Last Known Address by Theresa Schwegel

Theresa Schwegel is that rare writer who embraces mystery as a genre—the police novel in particular—and also transcends it. The eye for human behavior she brings to her books is preternaturally precocious. Schwegel is a young woman, but all of human behavior seems like an open book to her. A simple description of a single girl dressing to go out: "I'm single. Leg is important" says a lot without saying more than it needs to. You get the picture.

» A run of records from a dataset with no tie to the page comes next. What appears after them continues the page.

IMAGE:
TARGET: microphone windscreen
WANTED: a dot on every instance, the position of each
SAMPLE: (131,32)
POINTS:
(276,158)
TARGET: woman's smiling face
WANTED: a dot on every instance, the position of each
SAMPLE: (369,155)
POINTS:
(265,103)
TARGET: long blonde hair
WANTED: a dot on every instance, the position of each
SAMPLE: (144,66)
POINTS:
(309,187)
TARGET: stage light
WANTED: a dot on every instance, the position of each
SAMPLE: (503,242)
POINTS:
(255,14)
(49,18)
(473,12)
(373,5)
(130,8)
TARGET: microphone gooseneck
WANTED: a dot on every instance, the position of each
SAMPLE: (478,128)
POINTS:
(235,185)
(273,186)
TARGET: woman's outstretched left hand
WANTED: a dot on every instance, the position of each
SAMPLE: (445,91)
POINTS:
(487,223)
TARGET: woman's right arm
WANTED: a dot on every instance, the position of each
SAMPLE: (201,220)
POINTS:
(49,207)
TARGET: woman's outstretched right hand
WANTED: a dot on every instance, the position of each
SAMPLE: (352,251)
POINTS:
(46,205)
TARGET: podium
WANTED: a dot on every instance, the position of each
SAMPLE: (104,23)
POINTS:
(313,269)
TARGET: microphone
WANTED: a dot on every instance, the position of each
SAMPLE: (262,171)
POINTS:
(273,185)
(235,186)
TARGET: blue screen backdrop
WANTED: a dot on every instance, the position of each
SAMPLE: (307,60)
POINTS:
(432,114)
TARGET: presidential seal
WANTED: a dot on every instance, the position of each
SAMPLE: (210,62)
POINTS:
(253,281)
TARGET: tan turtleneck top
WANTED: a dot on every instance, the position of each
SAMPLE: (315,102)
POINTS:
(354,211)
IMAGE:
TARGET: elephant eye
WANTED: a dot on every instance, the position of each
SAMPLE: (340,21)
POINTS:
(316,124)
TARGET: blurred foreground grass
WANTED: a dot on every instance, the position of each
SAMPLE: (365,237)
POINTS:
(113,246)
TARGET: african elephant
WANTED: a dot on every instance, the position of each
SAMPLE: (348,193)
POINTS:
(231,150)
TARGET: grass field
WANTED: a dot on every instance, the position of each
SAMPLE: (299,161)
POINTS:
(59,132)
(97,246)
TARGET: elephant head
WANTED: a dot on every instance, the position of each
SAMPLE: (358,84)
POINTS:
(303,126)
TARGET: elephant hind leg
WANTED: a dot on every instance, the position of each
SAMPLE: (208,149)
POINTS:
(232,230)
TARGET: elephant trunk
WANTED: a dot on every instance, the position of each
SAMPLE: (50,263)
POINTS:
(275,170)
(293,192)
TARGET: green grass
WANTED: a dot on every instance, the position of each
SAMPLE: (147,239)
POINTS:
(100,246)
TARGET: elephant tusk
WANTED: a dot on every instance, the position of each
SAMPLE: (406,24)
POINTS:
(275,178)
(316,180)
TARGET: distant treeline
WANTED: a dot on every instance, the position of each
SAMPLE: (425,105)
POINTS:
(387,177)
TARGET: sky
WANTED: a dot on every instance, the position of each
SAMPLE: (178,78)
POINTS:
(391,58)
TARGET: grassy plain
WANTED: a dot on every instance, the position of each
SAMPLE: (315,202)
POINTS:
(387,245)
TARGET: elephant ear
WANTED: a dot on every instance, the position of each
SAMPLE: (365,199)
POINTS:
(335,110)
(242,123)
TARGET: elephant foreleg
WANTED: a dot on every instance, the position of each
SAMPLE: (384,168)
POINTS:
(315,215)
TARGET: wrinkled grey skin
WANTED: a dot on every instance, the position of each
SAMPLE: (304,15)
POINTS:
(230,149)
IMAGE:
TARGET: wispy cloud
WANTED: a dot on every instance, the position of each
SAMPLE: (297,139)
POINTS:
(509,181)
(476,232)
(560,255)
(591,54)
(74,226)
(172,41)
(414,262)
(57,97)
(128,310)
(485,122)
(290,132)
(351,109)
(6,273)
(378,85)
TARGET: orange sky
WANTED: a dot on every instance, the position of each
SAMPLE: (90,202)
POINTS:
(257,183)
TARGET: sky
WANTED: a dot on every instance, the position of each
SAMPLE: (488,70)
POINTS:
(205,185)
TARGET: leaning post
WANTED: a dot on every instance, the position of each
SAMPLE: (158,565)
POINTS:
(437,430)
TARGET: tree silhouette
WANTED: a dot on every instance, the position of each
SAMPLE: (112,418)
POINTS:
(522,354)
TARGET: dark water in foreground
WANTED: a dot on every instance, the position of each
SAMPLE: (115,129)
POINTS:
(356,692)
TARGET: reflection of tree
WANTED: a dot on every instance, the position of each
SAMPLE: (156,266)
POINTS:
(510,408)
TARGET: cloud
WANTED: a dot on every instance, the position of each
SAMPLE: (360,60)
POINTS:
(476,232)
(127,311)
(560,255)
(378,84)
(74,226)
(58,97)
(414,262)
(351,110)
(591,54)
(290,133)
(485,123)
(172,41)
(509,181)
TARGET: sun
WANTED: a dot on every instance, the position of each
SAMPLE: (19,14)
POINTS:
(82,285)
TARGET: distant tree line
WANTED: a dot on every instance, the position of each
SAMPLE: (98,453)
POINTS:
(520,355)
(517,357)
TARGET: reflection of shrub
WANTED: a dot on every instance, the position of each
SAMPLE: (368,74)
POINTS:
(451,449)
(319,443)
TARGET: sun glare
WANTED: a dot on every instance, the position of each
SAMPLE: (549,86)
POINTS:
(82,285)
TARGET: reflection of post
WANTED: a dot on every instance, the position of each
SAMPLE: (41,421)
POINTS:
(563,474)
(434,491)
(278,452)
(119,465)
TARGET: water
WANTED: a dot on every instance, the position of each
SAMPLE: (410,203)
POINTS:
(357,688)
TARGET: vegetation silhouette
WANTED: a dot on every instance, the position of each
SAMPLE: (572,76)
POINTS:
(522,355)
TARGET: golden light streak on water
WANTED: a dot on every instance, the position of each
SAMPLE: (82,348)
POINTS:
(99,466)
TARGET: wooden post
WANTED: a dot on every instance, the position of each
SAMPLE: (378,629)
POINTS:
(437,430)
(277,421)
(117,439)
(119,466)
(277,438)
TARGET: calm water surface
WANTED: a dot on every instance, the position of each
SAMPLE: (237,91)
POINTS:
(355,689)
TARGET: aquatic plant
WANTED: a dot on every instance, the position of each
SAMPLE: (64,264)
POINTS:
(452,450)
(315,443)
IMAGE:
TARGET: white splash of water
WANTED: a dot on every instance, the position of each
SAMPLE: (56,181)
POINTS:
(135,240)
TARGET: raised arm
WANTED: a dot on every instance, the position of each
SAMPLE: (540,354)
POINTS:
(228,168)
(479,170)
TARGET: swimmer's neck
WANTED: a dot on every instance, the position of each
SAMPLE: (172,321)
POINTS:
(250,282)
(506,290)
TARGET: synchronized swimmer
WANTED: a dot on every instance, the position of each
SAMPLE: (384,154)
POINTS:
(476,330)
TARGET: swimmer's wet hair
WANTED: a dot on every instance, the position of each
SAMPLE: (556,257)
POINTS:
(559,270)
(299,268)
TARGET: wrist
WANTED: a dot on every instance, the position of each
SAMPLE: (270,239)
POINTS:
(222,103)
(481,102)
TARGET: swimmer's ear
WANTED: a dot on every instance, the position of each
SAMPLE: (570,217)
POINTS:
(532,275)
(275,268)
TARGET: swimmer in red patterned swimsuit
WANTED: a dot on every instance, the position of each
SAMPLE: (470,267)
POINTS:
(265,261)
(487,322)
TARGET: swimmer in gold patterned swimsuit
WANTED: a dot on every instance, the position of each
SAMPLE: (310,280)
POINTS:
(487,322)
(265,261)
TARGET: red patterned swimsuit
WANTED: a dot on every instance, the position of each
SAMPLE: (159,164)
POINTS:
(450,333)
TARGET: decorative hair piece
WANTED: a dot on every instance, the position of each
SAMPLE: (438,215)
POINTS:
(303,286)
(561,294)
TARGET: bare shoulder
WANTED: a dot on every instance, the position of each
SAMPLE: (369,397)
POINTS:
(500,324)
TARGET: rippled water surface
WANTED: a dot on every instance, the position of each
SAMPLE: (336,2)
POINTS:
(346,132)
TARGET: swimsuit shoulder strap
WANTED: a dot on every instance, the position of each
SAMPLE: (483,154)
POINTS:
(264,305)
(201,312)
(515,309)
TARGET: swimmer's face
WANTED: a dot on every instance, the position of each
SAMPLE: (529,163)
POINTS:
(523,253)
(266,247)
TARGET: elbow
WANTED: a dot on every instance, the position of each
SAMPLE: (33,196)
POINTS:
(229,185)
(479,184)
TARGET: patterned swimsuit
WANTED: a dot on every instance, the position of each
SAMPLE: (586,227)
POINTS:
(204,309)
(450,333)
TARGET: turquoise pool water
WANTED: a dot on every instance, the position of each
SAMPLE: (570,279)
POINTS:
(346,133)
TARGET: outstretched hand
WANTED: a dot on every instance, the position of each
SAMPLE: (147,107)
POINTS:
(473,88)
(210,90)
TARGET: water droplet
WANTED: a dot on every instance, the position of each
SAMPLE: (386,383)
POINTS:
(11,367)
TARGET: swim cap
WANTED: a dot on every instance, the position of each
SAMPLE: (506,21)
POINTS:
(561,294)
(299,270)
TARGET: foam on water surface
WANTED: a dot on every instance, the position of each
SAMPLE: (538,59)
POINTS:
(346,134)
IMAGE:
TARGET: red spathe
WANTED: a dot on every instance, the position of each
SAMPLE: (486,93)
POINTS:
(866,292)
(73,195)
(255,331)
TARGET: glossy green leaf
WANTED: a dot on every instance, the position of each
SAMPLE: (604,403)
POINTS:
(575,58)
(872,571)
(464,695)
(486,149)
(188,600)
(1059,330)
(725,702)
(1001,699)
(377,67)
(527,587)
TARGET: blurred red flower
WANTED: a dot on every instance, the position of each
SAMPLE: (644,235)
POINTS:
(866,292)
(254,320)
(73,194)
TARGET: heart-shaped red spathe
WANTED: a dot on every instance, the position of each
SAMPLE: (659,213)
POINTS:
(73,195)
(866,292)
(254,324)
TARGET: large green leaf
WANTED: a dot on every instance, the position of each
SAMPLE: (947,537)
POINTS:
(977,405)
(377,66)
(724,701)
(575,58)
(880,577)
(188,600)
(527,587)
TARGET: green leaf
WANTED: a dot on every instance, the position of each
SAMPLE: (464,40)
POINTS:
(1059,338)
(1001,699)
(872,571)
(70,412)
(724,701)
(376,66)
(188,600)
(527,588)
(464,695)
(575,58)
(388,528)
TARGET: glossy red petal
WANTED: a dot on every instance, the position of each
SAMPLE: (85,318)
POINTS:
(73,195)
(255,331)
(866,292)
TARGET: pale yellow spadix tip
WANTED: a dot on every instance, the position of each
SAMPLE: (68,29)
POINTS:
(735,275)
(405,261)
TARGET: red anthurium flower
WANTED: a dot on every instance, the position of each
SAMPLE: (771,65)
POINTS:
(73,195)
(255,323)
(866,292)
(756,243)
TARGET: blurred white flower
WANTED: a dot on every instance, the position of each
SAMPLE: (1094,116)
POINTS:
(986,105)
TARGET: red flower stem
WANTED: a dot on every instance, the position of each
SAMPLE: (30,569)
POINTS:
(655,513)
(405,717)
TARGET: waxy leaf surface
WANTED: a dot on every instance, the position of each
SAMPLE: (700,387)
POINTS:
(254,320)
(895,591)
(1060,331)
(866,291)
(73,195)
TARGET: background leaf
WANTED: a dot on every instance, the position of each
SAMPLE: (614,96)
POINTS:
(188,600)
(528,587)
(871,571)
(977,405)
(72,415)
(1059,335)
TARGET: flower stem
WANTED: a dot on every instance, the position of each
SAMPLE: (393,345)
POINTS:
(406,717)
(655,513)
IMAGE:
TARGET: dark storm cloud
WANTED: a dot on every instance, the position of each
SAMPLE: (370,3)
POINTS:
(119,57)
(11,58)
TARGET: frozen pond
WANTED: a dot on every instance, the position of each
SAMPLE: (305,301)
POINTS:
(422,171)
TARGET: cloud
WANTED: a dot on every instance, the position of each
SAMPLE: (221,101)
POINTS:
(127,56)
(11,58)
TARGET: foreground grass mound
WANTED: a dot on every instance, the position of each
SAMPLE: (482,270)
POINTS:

Schwegel's new novel is the chilling story of a serial rapist, and she uses her trademark first person/present tense to tell the rape victim's stories from their point of view. It's a scary, effective, and ultimately moving technique. The cop in charge of the investigation, Sloan Pearson, is a youngish woman whose personal life is a mess, whose partner lets things slide, and who herself has the kind of relentless eye for detail all good cops seem to have. Unfortunately in this case her eye for detail gets her into trouble.

The subtext of the book—and it's not really too "sub"—is the treatment of women. While rape victims are an obvious illustration (and Schwegel takes you through a rape exam with an insensitive male doctor), less obvious and less straightforward are the ways Sloane herself makes her way through the world, and the way she's treated by all the men around her. She's even slotted herself—much in part to her childhood—as the caretaker to her father, her boyfriend, and even, to a degree, her partner.

Mixed into this is the atmosphere at work—the jokiness and the dismissal of women as an entirety—and the interactions she has with the men around her sometimes make her job seem almost unbearable. Here Schwegel is entering territory tread by other authors like Lillian O'Donnell, Barbara D'Amato and Leslie Glass, who all wrote about female cops in a male world. Schwegel seems to bring the extra subtlety of all human behavior into her observations, which seem less like observations and more like a documentary or primer on human behavior written by a master observer.

The plot is terrific too, as Schwegel folds a seemingly unrelated string of rapes into a high tension narrative that takes in, very Chicago like, the world of political corruption that surrounds her city and her job. There's also the business of Sloan's personal life, which is a mess, and which Schwegel explicates in a straightforward fashion, holding back details until the right moment. This is a gifted writer who combines narrative skill, character development and an ability to take in the entire surroundings of her character (also known as setting) with panache and seeming ease. Even better, the book leaves you thinking. This writer is fast becoming one of the crown jewels of mystery fiction.